Oleh karena itu, Nyai Badriyah mengajak mari meminimalkan kawin anak tidak cukup hanya dengan melakukan edukasi kepada anak, tapi juga mengubah peraturan negara dan cara pandang orang tua.
Perlunya Dukungan Peraturan Pemerintah
Dari sisi peraturan, batas minimal usia menikah di Indonesia untuk perempuan tergolong berbeda dibandingkan negara-negara lain, termasuk yang mayoritas muslim.
Dalam UU Nomor 16 Tahun 2019 tentang Perkawinan, batas minimal usia menikah perempuan dan laki-laki adalah 19 tahun.
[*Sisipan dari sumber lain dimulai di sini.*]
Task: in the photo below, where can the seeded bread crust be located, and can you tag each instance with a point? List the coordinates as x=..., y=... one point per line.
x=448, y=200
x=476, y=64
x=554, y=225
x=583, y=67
Bandingkan dengan UU di Aljazair, Bangladesh, dan Irak yang mematok usia minimal menikah bagi perempuan adalah 18 tahun. Libya bahkan 20 tahun.
Daerah yang merasakan dampak langsung dari kawin anak justru telah lebih dulu mengambil inisiatif.
Misalnya, SE Gubernur NTB yang mendorong usia minimal menikah 21 tahun.
Perda di Gunung Kidul mematok usia minimal perempuan menikah 18 tahun dan Balikpapan 20 tahun.
Di Kebumen Jawa Tengah, bahkan, ada delapan desa yang memiliki peraturan desa yang melarang aparat desa memberikan rekomendasi menikah bagi anak di bawah 18 tahun, kecuali kondisinya sangat memaksa. Hasilnya, peraturan-peraturan itu terbukti efektif menekan angka kawin anak. (Rul)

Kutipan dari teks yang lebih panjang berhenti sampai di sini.